In Switzerland, inheritance law is regulated by the Civil Code which applies when there is no will or succession settlement. Under Swiss law, gift taxes follow similar rules as inheritance taxes, both are regulated by Cantonal tax laws only. Swiss civil laws regulate the inheritance organisation and distribution of assets. Cantonal tax laws determine the details of the inheritance taxation.

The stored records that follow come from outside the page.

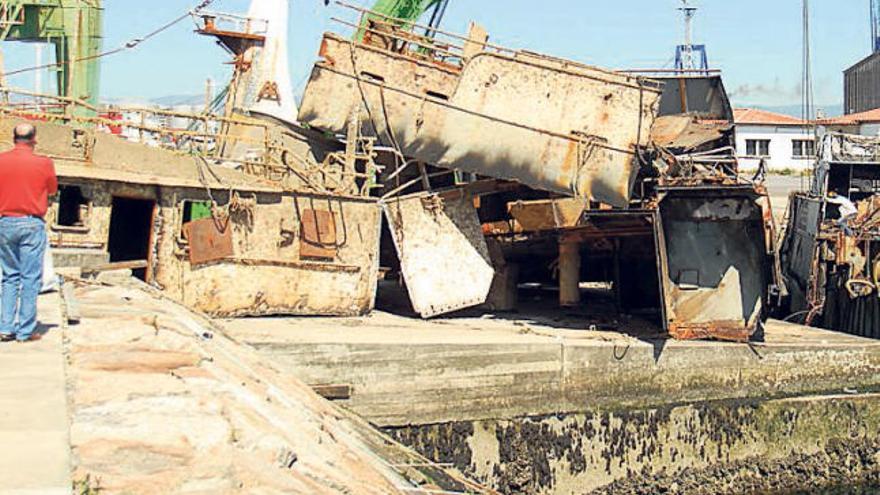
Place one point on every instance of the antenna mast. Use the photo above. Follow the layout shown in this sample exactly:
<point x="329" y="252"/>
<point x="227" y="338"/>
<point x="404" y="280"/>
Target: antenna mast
<point x="688" y="56"/>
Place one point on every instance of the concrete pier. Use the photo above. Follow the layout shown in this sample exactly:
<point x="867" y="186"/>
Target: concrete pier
<point x="34" y="426"/>
<point x="406" y="372"/>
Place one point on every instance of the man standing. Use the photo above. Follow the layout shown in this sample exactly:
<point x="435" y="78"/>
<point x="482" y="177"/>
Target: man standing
<point x="26" y="182"/>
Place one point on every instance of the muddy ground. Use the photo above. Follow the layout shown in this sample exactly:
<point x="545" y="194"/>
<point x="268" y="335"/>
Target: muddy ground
<point x="843" y="466"/>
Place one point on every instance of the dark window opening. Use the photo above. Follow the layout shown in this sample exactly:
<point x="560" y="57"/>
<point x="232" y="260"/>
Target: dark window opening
<point x="758" y="147"/>
<point x="131" y="225"/>
<point x="803" y="148"/>
<point x="73" y="207"/>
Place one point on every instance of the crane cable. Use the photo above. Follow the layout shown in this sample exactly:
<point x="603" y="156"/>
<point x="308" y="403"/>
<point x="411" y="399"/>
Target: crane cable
<point x="131" y="44"/>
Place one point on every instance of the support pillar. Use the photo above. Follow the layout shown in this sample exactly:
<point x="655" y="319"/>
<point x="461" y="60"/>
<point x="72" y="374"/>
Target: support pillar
<point x="569" y="273"/>
<point x="504" y="291"/>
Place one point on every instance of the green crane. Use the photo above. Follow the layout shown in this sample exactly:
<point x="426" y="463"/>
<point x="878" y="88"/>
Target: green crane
<point x="74" y="28"/>
<point x="406" y="13"/>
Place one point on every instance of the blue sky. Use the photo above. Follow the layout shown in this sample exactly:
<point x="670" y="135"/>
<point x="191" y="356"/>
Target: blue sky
<point x="757" y="43"/>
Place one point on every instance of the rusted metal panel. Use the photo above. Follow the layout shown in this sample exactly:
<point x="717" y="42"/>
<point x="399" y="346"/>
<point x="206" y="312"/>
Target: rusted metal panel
<point x="209" y="240"/>
<point x="318" y="238"/>
<point x="443" y="254"/>
<point x="547" y="214"/>
<point x="713" y="262"/>
<point x="551" y="124"/>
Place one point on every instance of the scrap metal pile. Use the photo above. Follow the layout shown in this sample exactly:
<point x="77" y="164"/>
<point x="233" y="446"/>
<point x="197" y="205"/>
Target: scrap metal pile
<point x="495" y="164"/>
<point x="495" y="168"/>
<point x="832" y="258"/>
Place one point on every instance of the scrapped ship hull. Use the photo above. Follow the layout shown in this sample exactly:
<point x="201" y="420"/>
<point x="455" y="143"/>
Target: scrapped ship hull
<point x="549" y="124"/>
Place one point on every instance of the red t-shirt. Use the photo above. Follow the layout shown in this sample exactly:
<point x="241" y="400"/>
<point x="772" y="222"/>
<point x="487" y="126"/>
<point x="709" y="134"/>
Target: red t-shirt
<point x="26" y="182"/>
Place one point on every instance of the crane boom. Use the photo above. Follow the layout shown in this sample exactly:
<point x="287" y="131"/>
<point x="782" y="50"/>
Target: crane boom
<point x="73" y="27"/>
<point x="405" y="13"/>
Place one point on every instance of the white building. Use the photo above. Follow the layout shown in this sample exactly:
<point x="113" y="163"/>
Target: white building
<point x="864" y="123"/>
<point x="783" y="142"/>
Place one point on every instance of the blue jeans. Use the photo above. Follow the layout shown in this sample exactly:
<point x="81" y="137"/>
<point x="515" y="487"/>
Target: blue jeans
<point x="22" y="245"/>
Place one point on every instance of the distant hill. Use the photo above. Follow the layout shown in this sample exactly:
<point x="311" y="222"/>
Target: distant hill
<point x="164" y="101"/>
<point x="795" y="110"/>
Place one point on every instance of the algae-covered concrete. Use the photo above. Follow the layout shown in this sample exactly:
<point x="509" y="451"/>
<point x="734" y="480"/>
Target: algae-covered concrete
<point x="579" y="453"/>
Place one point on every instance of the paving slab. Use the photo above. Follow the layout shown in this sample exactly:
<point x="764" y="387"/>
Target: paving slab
<point x="34" y="426"/>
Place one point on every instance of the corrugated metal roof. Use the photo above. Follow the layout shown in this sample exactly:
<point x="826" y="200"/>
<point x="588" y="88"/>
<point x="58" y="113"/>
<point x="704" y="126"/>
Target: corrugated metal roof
<point x="853" y="119"/>
<point x="754" y="116"/>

Gift and inheritance taxes are due if the donor is a Swiss resident or if the deceased was a Swiss resident at the time of their death. According to Swiss case law, an individual is considered as a Swiss resident when he/she actually resides or intends to reside in Switzerland on a long-term basis. Tax must be paid to the canton where the donor is resident, or where the deceased resides at the time of their death, with the exception of:

  • Business assets which are taxed in the canton of where the business of a partnership/individual entity is located;
  • Real estates which are taxed in the canton where the property is located;
  • Foreign real estate which is not subject to Swiss inheritance tax according to cantonal laws.


Important facts:

  • Quick reminder: Switzerland is divided into 26 cantons with 26 different cantonal tax regimes;
  • Rates depend on the relationship with the deceased (from 0% to 50%);
  • Double tax residency may occur resulting in two countries settling the inheritance and taxing the movable assets twice when they have different definitions of residency.


How is it taxed?

Inheritance/gift tax is normally levied on what is received by each heir/donee.

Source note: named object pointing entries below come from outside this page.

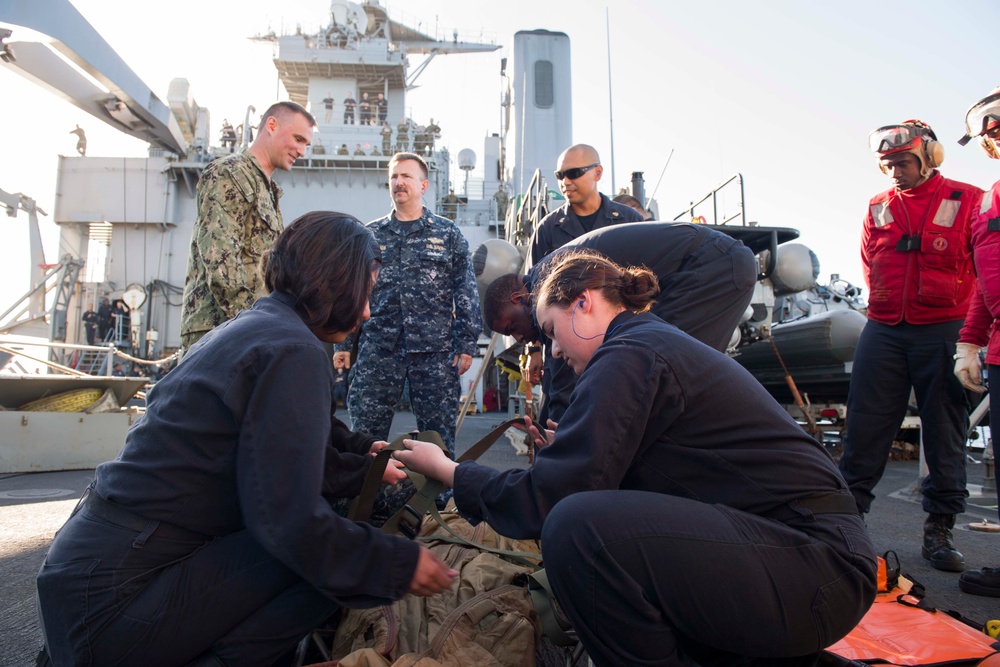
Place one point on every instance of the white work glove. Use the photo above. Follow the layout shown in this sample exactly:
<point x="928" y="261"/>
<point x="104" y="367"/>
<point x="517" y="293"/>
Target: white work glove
<point x="968" y="368"/>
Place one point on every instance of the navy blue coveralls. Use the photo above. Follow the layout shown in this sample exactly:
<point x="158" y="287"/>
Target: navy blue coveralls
<point x="706" y="282"/>
<point x="211" y="533"/>
<point x="684" y="516"/>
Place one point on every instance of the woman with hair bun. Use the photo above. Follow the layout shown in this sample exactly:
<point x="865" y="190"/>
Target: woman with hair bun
<point x="210" y="539"/>
<point x="685" y="518"/>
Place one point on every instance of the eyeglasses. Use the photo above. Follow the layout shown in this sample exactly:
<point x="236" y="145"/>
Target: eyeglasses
<point x="575" y="172"/>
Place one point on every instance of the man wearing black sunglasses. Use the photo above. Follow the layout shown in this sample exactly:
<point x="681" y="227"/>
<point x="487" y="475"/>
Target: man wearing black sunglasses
<point x="586" y="209"/>
<point x="578" y="172"/>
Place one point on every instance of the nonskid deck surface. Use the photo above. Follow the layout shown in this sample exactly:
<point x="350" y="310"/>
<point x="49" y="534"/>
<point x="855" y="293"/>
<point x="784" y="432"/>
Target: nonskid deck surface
<point x="34" y="506"/>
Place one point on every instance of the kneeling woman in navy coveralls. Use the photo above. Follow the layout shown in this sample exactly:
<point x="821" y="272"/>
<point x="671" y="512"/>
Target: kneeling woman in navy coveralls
<point x="210" y="539"/>
<point x="685" y="518"/>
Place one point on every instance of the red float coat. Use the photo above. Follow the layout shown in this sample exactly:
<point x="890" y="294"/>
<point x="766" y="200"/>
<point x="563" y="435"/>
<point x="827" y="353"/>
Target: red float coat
<point x="981" y="323"/>
<point x="917" y="254"/>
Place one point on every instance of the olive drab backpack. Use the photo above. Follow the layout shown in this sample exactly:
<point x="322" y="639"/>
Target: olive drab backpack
<point x="486" y="618"/>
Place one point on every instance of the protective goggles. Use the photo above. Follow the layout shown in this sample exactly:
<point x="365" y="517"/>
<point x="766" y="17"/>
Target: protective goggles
<point x="982" y="116"/>
<point x="575" y="172"/>
<point x="895" y="137"/>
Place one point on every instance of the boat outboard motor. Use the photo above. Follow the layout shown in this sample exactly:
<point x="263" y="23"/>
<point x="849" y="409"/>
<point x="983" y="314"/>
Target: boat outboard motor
<point x="796" y="270"/>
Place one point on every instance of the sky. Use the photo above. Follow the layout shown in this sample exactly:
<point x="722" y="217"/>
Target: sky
<point x="784" y="93"/>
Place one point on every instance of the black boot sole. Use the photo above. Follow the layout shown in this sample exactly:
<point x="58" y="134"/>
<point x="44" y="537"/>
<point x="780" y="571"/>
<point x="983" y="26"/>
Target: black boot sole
<point x="943" y="565"/>
<point x="976" y="589"/>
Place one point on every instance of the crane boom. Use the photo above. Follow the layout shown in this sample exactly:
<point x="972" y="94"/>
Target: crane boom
<point x="77" y="64"/>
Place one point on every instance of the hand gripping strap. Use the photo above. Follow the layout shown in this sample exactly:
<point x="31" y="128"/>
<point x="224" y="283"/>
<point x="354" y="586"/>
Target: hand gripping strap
<point x="407" y="520"/>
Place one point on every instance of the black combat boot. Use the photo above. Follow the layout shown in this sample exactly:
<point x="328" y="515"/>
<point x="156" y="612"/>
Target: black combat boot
<point x="938" y="547"/>
<point x="981" y="582"/>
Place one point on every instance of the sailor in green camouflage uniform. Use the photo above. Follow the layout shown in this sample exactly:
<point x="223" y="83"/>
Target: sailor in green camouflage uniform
<point x="238" y="221"/>
<point x="425" y="314"/>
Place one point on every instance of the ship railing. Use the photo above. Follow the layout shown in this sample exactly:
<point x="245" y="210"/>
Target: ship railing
<point x="62" y="358"/>
<point x="713" y="197"/>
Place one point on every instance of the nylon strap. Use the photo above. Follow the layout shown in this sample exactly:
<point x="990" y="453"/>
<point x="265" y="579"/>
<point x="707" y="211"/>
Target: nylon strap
<point x="407" y="520"/>
<point x="555" y="628"/>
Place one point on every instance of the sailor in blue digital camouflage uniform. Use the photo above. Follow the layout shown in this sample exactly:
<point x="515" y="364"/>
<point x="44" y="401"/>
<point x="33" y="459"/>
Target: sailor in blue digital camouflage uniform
<point x="425" y="316"/>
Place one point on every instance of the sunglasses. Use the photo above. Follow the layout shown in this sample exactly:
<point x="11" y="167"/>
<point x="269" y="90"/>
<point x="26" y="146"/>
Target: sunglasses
<point x="575" y="172"/>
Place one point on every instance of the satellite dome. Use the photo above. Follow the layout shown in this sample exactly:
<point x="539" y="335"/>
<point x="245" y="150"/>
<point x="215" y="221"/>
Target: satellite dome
<point x="467" y="159"/>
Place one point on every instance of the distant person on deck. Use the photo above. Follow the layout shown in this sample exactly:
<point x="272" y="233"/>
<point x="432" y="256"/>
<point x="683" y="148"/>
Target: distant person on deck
<point x="349" y="103"/>
<point x="916" y="252"/>
<point x="81" y="141"/>
<point x="238" y="221"/>
<point x="90" y="322"/>
<point x="982" y="326"/>
<point x="328" y="108"/>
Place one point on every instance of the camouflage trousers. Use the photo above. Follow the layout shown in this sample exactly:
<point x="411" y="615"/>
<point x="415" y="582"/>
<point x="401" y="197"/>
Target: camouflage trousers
<point x="377" y="380"/>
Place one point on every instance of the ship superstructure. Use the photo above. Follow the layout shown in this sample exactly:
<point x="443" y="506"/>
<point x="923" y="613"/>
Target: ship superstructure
<point x="129" y="220"/>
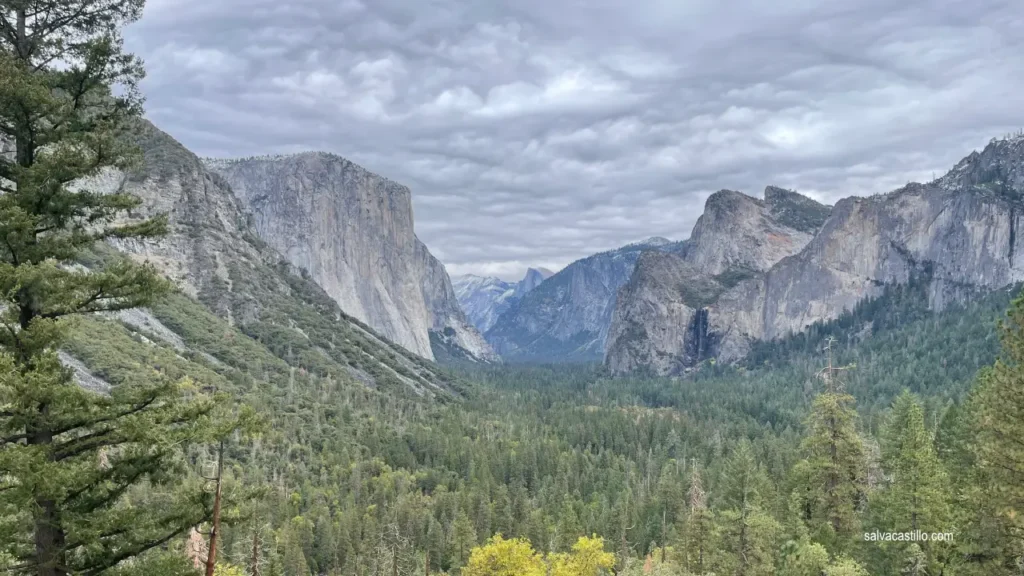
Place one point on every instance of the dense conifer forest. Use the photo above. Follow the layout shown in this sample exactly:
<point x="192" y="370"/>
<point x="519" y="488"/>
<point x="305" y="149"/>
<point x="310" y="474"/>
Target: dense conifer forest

This amount of tax depends on:

  • The amount of the gift or inheritance;
  • The degree of kinship between the deceased person and their heir(s).

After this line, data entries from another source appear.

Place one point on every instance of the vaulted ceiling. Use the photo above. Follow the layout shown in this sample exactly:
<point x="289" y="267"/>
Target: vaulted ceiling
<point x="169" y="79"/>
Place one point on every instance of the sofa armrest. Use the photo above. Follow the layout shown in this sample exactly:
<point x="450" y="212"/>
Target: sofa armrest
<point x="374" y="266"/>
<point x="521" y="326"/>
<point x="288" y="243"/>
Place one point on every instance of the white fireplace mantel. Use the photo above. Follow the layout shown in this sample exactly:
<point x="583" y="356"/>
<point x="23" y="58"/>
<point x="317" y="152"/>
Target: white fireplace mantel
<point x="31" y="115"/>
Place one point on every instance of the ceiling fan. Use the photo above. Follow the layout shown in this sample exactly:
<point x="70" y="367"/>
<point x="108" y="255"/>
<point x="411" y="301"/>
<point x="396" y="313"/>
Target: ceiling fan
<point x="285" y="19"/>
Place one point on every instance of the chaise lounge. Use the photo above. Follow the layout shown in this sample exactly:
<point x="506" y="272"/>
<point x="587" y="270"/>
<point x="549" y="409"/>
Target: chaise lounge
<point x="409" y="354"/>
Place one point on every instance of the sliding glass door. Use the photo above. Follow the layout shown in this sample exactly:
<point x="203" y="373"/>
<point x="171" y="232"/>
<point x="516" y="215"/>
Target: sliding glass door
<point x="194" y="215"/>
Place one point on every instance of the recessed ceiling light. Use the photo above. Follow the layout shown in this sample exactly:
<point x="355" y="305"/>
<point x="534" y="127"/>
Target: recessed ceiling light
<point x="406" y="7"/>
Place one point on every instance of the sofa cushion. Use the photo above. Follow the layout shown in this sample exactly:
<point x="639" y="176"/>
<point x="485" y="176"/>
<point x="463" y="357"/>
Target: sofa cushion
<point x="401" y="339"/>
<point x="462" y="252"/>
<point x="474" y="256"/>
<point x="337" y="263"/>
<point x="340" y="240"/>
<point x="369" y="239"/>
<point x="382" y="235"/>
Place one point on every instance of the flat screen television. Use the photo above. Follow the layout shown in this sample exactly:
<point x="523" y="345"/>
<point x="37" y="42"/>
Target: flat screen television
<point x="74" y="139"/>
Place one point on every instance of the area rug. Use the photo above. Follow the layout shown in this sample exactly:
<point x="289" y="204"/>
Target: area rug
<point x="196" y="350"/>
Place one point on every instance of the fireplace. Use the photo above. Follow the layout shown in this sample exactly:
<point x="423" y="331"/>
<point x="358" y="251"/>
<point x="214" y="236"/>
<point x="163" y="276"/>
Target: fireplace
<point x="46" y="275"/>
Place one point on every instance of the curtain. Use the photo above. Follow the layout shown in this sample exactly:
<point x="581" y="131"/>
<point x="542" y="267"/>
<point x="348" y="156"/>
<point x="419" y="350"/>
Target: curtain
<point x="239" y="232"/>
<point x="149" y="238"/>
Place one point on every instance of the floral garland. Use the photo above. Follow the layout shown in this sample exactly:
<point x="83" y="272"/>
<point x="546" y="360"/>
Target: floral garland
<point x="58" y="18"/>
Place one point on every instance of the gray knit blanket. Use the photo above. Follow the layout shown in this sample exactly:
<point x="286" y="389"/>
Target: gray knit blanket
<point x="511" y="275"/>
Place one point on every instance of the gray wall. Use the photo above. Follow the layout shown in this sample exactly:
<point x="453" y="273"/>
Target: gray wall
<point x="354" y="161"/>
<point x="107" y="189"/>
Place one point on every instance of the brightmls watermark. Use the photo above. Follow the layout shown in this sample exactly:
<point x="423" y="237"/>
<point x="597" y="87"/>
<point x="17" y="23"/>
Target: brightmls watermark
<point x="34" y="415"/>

Tax rates and degree on kinship

  • In all cantons, the transfers between spouses are exempt.
  • Gifts or inheritances received by biological and adopted children are also exempt except for those in the following Cantons:
    • Appenzell-Innerrhoden: first CHF 300’000 is exempt and the excess is subject to flat tax rate of 1%
    • Vaud/Waadt:
      • First CHF 250’000 inheritance is exempt and the tax rate on the excess varies between 0.1% and up to 7% over an amunt of CHF 1.300 million;
      • First CHF 50’000 gift per year is exempt and the tax rate on the excess varies between 0.1% and up to 7% over an amount of CHF 1.302 million.
    • Neuchâtel: flat tax rate of 3%.
  • Parents are exempt in the cantons of Uri, Fribourg, Ticino, Wallis, Nidwalden, Zug, Basel-City, Aargau, Appenzell-Innerrhoden and Geneva;
  • Range of tax rates from the lowest to the highest:
    • Parents (including grandparents in most cantons) between 2% in Zürich, Thurgau, and Schaffhausen and up to 15% in Bern
    • Siblings: between 4% in Schaffhausen, Zug, and Solothurn to 25% in Vaud/Waadt;
    • Not family related: between 12% in Solothurn and Aargau and up to 50% in Vaud/Waadt;
    • Other heirs: various tax rates varying between cantons;
    • Public utility foundation: 0% but subject to some specific cantonal requirements.


Tax rates basis

  • Normally the same tax rates apply for gifts and inheritances, however these rates are subject to cantonal exceptions where certain deductions are allowed.
  • There are five different methods to set the tax rates within Switzerland.
  • Illustration of these five methods with the following example: a deceased person left his sister an inheritance of CHF 100’000 
  1. Progressive tax rate depending on the amount of the inheritance and on the degree of kinship (Zug, Solothurn, Aargaux and Vaud/Waadt).
    • Example: Vaud/Waadt cantonal tax rate for a sister and for an inheritance of CHF 100’000 is between 8.118% and 16.236% depending on the communal tax.
  2. Flat rate based on the degree of kinship with an additional charge according to the amount received (Luzern, Basel- City and Thurgau).
    • Example: Basel-City rate for a sister: 6% increased by 25% for inheritance up to CHF 100’000 à Final tax rate is 7.5%.
  3. Progressive scale depending on the amount of the inhertiance adjusted by a multiplying factor related to the degree of kindship (Zürich, Bern, Basel-Land and Schaffhausen).
    • Example: Zürich cantonal tax for an inheritance of CHF 100’000 is CHF 2’250 adjusted by a multiplying factor of 300% due to the siblings kinship à Final tax liability is CHF 6’750.
  4. Progressive scale depending on the degree of kinship adjusted by a multiplying factor related to the importance of the devolution (Ticino).
    • Example: Ticino tax rate regarding an inheritance of CHF 100’000 is 7.947% multiplied by the coefficient of kinship (1.0) which makes it CHF 7’947.
  5. Flat tax rates solely based on the degree of kinship with no consideration of the amount (Uri, Nidwalden, Fribourg, Appenzell-Innerrhoden, St-Gallen, Valais/Wallis, Neuchâtel and Jura);
    • Example: Valais/Wallis tax rate is 10% which is the tax rate applied for siblings.